First, the grain is ground at Washington's original water-powered gristmill down the road. Then, the team manually mixes the mash inside 120-gallon open wooden fermentation vats.
[Water Gristmill] -> [120-Gal Wood Vats] -> [Wood-Fired Stills] -> [Double Distillation]
The distillation process relies entirely on wood-fired copper pot stills. Think about the level of expertise required here. The distillers have to judge the temperature of the liquid inside the copper still purely by listening to the sound of the boil and touching the outside of the copper piping. One bad fire flare-up can scorch the entire mash, ruining hundreds of gallons of grain. It's an exhausting, hot, smoky process that reveals just how fragile early American industry used to be.
Giving Colonial Whiskey a Modern Upgrade
While the unaged white rye is the most historically accurate product, the modern palate demands barrel aging. To bridge the gap between 1799 and 2026, Mount Vernon runs an aging program on-site, introducing versions that Washington himself never actually tasted.
They offer a Straight Rye aged two to four years in charred oak ($188) and a Premium Straight Rye aged up to eight years ($225). The wood rounds out the rough edges of the colonial recipe, adding notes of caramel, vanilla, and smoke that complement the natural spice of the rye.
To celebrate the 250th anniversary of American independence, the distillery is dropping a massive milestone bottle on July 4, 2026: George Washington's Spirit of '76 Cask Strength Bourbon.
This is a monumental departure for Mount Vernon. It's their first-ever bourbon release. Distilled using 18th-century techniques, aged for seven years on-site, and bottled by hand at a staggering 111.6 proof, it represents the absolute pinnacle of their historical experimentation.
The Catch: Fewer than 350 bottles exist.

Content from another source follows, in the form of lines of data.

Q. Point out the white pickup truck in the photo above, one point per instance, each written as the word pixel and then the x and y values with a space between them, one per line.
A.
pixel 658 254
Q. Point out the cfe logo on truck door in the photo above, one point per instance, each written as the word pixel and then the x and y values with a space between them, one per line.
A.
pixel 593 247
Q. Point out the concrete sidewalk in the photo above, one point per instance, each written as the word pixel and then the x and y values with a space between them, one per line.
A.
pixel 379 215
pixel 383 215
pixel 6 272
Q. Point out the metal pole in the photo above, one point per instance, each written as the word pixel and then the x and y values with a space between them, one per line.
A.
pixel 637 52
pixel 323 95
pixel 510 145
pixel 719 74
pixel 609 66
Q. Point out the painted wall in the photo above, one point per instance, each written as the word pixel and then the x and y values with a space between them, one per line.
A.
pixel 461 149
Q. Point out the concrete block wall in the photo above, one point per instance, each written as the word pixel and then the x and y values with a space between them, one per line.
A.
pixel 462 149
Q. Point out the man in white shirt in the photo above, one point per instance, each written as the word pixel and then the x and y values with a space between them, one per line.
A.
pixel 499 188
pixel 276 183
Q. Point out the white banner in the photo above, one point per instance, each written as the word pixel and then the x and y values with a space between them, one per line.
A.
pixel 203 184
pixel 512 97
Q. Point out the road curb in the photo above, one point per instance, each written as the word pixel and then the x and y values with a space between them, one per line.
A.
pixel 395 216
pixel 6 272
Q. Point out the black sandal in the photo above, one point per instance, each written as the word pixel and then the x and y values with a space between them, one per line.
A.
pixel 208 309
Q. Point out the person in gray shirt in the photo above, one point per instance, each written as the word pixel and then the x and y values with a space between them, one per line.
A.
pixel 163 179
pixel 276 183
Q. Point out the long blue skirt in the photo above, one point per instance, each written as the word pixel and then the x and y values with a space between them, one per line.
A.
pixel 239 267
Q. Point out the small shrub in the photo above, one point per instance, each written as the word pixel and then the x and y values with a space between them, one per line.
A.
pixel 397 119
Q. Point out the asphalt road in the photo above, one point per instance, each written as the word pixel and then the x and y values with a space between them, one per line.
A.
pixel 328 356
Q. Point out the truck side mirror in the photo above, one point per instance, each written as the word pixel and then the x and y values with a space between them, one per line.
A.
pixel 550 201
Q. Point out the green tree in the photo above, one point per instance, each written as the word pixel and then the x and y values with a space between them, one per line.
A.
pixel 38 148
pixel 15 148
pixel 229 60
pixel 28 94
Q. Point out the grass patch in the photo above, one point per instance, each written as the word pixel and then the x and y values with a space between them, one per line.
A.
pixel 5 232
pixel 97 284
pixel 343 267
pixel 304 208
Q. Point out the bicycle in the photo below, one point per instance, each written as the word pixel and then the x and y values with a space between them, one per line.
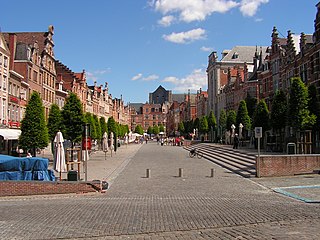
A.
pixel 195 152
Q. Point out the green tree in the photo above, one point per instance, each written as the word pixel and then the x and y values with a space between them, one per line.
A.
pixel 161 128
pixel 150 130
pixel 278 113
pixel 72 119
pixel 139 129
pixel 196 123
pixel 156 129
pixel 34 131
pixel 212 122
pixel 181 128
pixel 97 127
pixel 299 117
pixel 54 121
pixel 103 124
pixel 243 117
pixel 203 125
pixel 314 105
pixel 223 120
pixel 231 119
pixel 251 105
pixel 261 116
pixel 88 118
pixel 112 125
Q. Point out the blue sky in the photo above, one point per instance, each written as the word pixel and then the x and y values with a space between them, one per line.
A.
pixel 137 45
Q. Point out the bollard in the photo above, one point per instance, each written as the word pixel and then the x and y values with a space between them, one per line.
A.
pixel 212 172
pixel 180 172
pixel 147 173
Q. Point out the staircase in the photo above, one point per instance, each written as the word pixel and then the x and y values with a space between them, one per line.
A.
pixel 236 160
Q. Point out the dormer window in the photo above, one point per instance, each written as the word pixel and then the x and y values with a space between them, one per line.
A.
pixel 235 55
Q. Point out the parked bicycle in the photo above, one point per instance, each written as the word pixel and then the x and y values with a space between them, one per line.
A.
pixel 194 152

It goes on sale at 9 a.m. on July 4th exclusively at the Shops at Mount Vernon for $1,000 a bottle, first-come, first-served. It won't be sold online.
Whiskey forums and local collectors are already debating the steep price tag. Is a 7-year bourbon objectively worth a grand based on taste alone? Probably not when compared to readily available premium pours. But you aren't paying for liquid asset valuation here; you're buying a piece of living history produced by hand at a literal museum site using methods that died out over two centuries ago.
How to Try It Yourself
If you want to experience this yourself without dropping a thousand bucks on a single bottle, you have options if you can make it to Northern Virginia. Mount Vernon hosts dedicated outdoor whiskey tastings on select Saturdays.
A $60 ticket gets you half-ounce pours of three distinct ryes, including the unaged white dog, the mid-aged amber rye, and the premium aged expression. The ticket price also bundles in general admission to the historic estate, a guided tour of the working gristmill and distillery, and a commemorative Glencairn glass to take home.
Due to strict Virginia ABC laws, these tastings have to happen completely outdoors. State law bars alcohol sampling inside the actual historic buildings where the whiskey is physically stored.
If you plan to visit, do it during September. Mount Vernon runs a month-long 20% discount on all whiskey varieties purchased at the gift shop, making it the cheapest window to add a bottle of presidential liquid history to your home bar.